Most private limited companies have Boards comprised solely of Executive Directors i.e. directors who work full-time for the company and are involved in the day-to-day management of the company. Executive Directors are often intimately connected with the company and may be financially dependent upon it. It is this closeness, however, that leads some companies to appoint Non-Executive Directors (NEDs).
NEDs are as accountable for the management of the company as an Executive Director (ED). There is no legal distinction between a NED and an ED. All directors have the same responsibilities and liabilities. However, in practical terms, they serve a different purpose.
NEDs have the benefit of being somewhat removed from the day-to-day management of the company. They may not be embroiled in the office politics, the management of staff or the various issues that arise daily in the management of a firm. As such, they can, theoretically at least, give a more objective perspective on issues facing the company, providing useful and valuable challenge to the Executive Directors.

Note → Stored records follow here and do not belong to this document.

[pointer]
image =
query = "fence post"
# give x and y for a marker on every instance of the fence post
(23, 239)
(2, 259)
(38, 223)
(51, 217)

NEDs are sometimes appointed because they have certain expertise in the field. They may be retired or semi-retired practitioners within the sector and may be able to provide the Board with important advice and insight.
NEDs also have an advantage in that their financial livelihood is usually not dependent on their employment with the company so they have greater freedom and may find it easier to resign their directorship over a point of principle, if they feel it necessary.
Not all Boards have NEDs and some people may be reluctant to take on the role because NEDs face the same liabilities as the Executive Directors. NEDs are often paid less than their executive counterparts and, as they do not have the same level of day-to-day involvement in the company, they may fear that they would not have a full understanding of the issues facing the company and that the Executive Directors, with their greater knowledge of the company’s affairs, may be able to keep important information from them.
The Senior Managers and Certification Regime (SM&CR) has certain implications for NEDs. For example, NEDs at Core and Limited Scope firms that have been approved to hold the CF2 function under the Approved Persons Regime will no longer need FCA approval and their approval will lapse on the implementation of SM&CR. However, if the NED serves as the firm’s Chair (i.e. the person responsible for overseeing the performance of the firm’s governing body), they will need approval for ‘SMF9 – Chair’. Firms with a non-executive Chairperson will therefore need to submit Form K to the FCA, notifying the regulator of the intention to convert an approved NED to the chair function. This must be in place before the commencement of the new regime. Continuing to serve as chair without FCA approval will constitute a breach of the rules. In Enhanced SM&CR firms, approval will also be required for NEDs holding, where relevant, the Chairs of Committees or the role of Senior Independent Director.
The more stringent criminal record checks and regulatory reference requirements imposed under SM&CR as part of fitness and propriety assessments will also apply to NED appointments (except for Limited Scope firms). NEDs will also need to comply with the FCA’s Individual Conduct Rules, even if they are not Senior Managers. Senior Management Conduct Rule SC4 also applies to NEDs – ‘You must disclose appropriately any information of which the FCA or PRA would reasonably expect notice’.
NEDs can play an important role in the governance of a company, but it is important that anyone holding this position is aware of the responsibilities, accountabilities and regulatory requirements that the role holds.